International professionals are also choosing Palm Beach County over Miami in growing numbers. Miami's density and rising cost of living continue pushing experienced executives and entrepreneurs north, where Palm Beach offers greater affordability, lower density, and a different quality of life.
They also arrive with different expectations. In a modern metropolitan region, multiple transportation options are the norm. Across much of South Florida, they simply do not exist.
Palm Beach County: Where the Challenge Is Most Visible and the Opportunity Is Greatest
Okeechobee Boulevard has become the defining east-west transportation corridor in Palm Beach County.
Stretching approximately 13.5 miles from the western communities of Loxahatchee and Royal Palm Beach, home to more than 200,000 residents, to downtown West Palm Beach, it connects directly to Tri-Rail, Amtrak, and Brightline. Yet despite carrying roughly 67,500 vehicles each day near the Florida Turnpike, and more than 126,000 combined daily vehicle movements at the Military Trail intersection, the corridor has no rapid transit service, and none is currently planned.
Pressure on the corridor will only increase.
Westlake continues adding thousands of new homes. Wellington's more than 65,000 residents rely almost exclusively on automobiles to reach employment centers.

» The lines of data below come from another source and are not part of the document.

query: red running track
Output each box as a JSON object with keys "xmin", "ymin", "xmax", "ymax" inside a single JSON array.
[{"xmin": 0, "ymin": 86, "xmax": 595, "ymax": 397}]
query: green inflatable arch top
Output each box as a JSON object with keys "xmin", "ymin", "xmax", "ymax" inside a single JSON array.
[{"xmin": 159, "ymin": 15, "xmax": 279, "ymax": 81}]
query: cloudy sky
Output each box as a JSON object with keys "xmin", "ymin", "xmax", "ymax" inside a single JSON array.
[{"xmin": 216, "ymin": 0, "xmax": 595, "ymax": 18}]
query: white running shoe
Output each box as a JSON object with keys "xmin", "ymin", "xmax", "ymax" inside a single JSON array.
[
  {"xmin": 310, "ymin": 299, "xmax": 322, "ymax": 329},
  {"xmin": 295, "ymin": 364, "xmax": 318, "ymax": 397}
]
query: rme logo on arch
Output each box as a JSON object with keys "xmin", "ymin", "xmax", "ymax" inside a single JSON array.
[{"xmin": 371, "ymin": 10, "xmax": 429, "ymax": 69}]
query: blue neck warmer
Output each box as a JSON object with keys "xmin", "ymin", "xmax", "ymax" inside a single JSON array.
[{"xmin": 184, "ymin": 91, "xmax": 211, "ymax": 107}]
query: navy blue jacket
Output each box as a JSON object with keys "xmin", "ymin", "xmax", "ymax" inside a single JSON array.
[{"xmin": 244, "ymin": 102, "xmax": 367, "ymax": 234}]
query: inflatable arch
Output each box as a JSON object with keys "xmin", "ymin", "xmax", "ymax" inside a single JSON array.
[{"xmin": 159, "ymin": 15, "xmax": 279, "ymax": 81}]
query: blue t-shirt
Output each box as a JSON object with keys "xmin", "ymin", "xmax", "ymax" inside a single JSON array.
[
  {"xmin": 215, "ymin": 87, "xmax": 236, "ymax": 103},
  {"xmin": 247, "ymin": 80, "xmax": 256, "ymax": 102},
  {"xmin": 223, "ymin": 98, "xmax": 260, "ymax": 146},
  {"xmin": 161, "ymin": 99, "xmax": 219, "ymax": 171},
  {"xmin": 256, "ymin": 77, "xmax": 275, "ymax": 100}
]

The Acreage's 42,000 residents face the same reality.
Improving this single corridor could dramatically reduce commute times for tens of thousands of daily travelers while connecting western Palm Beach County to the region's broader rail network for the first time.

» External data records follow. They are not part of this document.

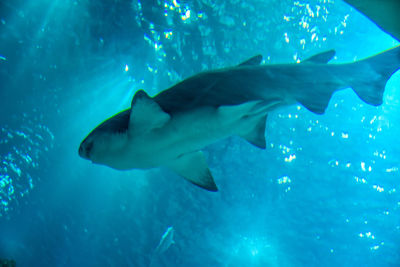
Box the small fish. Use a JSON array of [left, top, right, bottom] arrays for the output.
[[344, 0, 400, 41], [154, 226, 175, 255]]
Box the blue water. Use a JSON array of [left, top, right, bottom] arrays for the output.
[[0, 0, 400, 267]]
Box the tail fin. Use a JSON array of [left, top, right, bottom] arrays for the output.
[[351, 46, 400, 106]]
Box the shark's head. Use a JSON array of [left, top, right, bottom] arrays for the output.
[[79, 135, 94, 160], [78, 110, 128, 169]]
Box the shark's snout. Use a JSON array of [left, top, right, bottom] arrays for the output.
[[78, 140, 93, 159]]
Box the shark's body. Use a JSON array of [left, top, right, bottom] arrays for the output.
[[79, 47, 400, 191], [344, 0, 400, 41]]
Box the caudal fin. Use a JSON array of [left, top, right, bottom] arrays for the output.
[[351, 46, 400, 106]]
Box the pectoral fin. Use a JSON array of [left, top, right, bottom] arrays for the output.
[[168, 151, 218, 192], [129, 90, 170, 133], [238, 55, 262, 66], [303, 50, 336, 64]]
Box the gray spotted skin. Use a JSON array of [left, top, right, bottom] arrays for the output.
[[79, 47, 400, 191]]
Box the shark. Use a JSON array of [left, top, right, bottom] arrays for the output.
[[79, 46, 400, 191], [344, 0, 400, 41]]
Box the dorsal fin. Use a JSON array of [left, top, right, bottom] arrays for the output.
[[238, 55, 262, 66], [302, 49, 336, 64], [128, 90, 171, 133]]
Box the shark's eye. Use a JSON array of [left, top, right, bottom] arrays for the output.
[[86, 142, 93, 155]]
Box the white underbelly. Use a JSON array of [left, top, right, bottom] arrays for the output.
[[119, 102, 266, 169]]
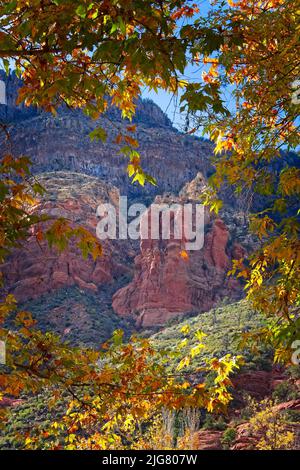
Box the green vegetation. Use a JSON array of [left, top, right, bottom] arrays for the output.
[[152, 300, 272, 370], [22, 286, 131, 348]]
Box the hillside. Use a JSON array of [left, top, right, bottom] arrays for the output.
[[151, 300, 271, 369]]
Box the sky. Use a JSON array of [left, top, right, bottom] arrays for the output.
[[142, 0, 211, 130]]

Several transportation technologies deserve consideration.
Bus rapid transit offers the lowest capital cost but requires dedicated roadway capacity and provides relatively modest increases in passenger throughput. Light rail offers substantially greater capacity but typically costs between $36 million and $100 million per mile while requiring lengthy permitting and construction timelines.
Aerial gondola systems, already operating successfully in Medellín, La Paz, Bogotá, and now Paris, in addition to well-known systems such as those at Disney World, represent another alternative. They require no road-level footprint, can often be built in years instead of decades, and generally cost less than traditional rail infrastructure.

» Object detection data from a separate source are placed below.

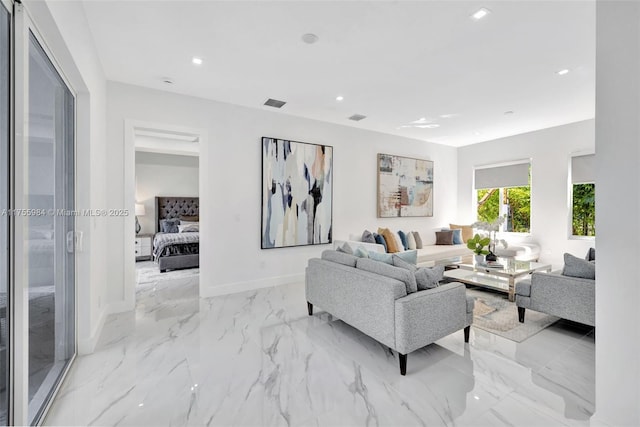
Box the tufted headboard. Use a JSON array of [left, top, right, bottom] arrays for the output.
[[156, 196, 200, 233]]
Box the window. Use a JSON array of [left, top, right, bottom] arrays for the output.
[[475, 161, 531, 233], [571, 154, 596, 237]]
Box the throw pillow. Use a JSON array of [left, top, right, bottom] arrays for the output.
[[584, 248, 596, 261], [436, 230, 453, 245], [398, 230, 409, 251], [375, 233, 389, 252], [353, 246, 369, 258], [391, 254, 418, 273], [413, 231, 423, 249], [160, 218, 180, 233], [336, 242, 353, 255], [356, 258, 418, 294], [415, 265, 444, 291], [360, 230, 376, 243], [562, 253, 596, 279], [378, 228, 400, 254], [368, 251, 393, 265], [442, 228, 464, 245], [449, 224, 473, 243], [320, 249, 358, 267], [407, 232, 418, 251]]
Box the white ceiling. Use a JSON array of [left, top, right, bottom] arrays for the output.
[[84, 0, 595, 146]]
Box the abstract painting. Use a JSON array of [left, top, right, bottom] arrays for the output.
[[378, 154, 433, 218], [262, 137, 333, 249]]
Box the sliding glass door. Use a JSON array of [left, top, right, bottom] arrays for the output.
[[12, 4, 76, 425]]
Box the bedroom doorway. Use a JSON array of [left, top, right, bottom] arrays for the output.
[[134, 127, 200, 299]]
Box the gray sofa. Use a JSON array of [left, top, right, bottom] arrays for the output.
[[516, 272, 596, 326], [305, 251, 473, 375]]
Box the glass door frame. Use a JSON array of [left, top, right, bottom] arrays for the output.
[[11, 0, 78, 425]]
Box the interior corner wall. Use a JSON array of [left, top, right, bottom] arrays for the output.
[[107, 82, 457, 301], [592, 1, 640, 426], [136, 155, 200, 234], [23, 0, 108, 354], [457, 119, 595, 266]]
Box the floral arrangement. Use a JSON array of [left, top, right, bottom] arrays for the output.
[[471, 214, 508, 252]]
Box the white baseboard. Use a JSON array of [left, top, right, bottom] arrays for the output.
[[200, 274, 304, 298]]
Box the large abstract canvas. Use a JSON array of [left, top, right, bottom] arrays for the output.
[[378, 154, 433, 218], [262, 138, 333, 249]]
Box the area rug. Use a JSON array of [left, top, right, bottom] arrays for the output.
[[467, 288, 559, 342]]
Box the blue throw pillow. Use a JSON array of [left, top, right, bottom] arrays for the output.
[[369, 251, 393, 265], [398, 230, 409, 251], [374, 234, 389, 252], [442, 228, 464, 245]]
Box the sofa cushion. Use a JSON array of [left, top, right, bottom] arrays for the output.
[[415, 265, 444, 291], [321, 249, 359, 267], [441, 228, 464, 245], [436, 230, 453, 245], [398, 230, 409, 251], [449, 224, 473, 243], [356, 258, 418, 294], [336, 242, 353, 255], [374, 233, 389, 252], [562, 253, 596, 280], [584, 248, 596, 261], [412, 231, 422, 249], [361, 230, 376, 243], [407, 232, 418, 251]]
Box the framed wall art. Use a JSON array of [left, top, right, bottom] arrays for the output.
[[261, 137, 333, 249], [378, 154, 433, 218]]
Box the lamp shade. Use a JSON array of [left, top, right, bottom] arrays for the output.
[[136, 203, 146, 216]]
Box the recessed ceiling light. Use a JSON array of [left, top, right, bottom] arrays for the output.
[[302, 33, 319, 44], [471, 7, 491, 21]]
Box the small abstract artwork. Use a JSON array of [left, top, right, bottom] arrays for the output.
[[378, 154, 433, 218], [262, 137, 333, 249]]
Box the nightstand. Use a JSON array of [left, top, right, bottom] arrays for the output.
[[136, 234, 153, 261]]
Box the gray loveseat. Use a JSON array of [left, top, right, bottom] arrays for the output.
[[305, 251, 473, 375], [516, 272, 596, 326]]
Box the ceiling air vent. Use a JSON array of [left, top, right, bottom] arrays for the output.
[[264, 98, 286, 108]]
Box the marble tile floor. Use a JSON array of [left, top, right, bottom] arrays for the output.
[[45, 273, 595, 426]]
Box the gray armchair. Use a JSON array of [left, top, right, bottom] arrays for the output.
[[516, 272, 596, 326]]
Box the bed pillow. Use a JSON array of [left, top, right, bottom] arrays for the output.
[[178, 222, 200, 233], [160, 218, 180, 233]]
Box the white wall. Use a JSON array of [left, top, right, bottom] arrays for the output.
[[457, 120, 598, 267], [23, 0, 108, 354], [107, 82, 458, 301], [136, 151, 200, 234], [596, 1, 640, 426]]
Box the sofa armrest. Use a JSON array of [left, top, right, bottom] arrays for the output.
[[395, 282, 468, 354], [530, 273, 596, 325], [333, 240, 385, 253]]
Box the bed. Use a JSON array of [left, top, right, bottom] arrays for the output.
[[153, 197, 200, 273]]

Each option carries meaningful tradeoffs. Each deserves objective evaluation.
The Venture Tech Chronicle has completed a preliminary feasibility analysis examining an aerial gondola concept along the Okeechobee Boulevard corridor, including capital costs, operating expenses, ridership projections, revenue scenarios, and potential financial performance under multiple operating assumptions.
The analysis is not intended as an endorsement. It is intended as a starting point for a conversation South Florida can no longer afford to postpone.
The Cost of Action Is Significant. The Cost of Inaction Is Greater.
There is no inexpensive solution.
Any meaningful east-west rapid transit investment across Palm Beach, Broward, or Miami-Dade counties will require hundreds of millions of dollars. An aerial gondola system along the Okeechobee corridor could range from approximately $400 million to $1 billion, depending on scope. Light rail would likely cost more. Subway infrastructure would cost substantially more. Bus rapid transit would cost less, but would also deliver less long-term capacity.
The more important comparison, however, is not construction cost. It is the cost of doing nothing.
Every year, South Florida pays through lost productivity, longer commutes, constrained labor markets, increased congestion, and businesses that struggle to attract talent because daily travel has become increasingly unsustainable.
South Florida's east-west transit gap is no longer a future challenge. It is a present-day economic competitiveness issue. Population growth continues. Corporate migration continues. Investment continues. The question is no longer whether the region needs to address east-west mobility.
The question is whether South Florida will solve it before congestion becomes one of its greatest competitive disadvantages.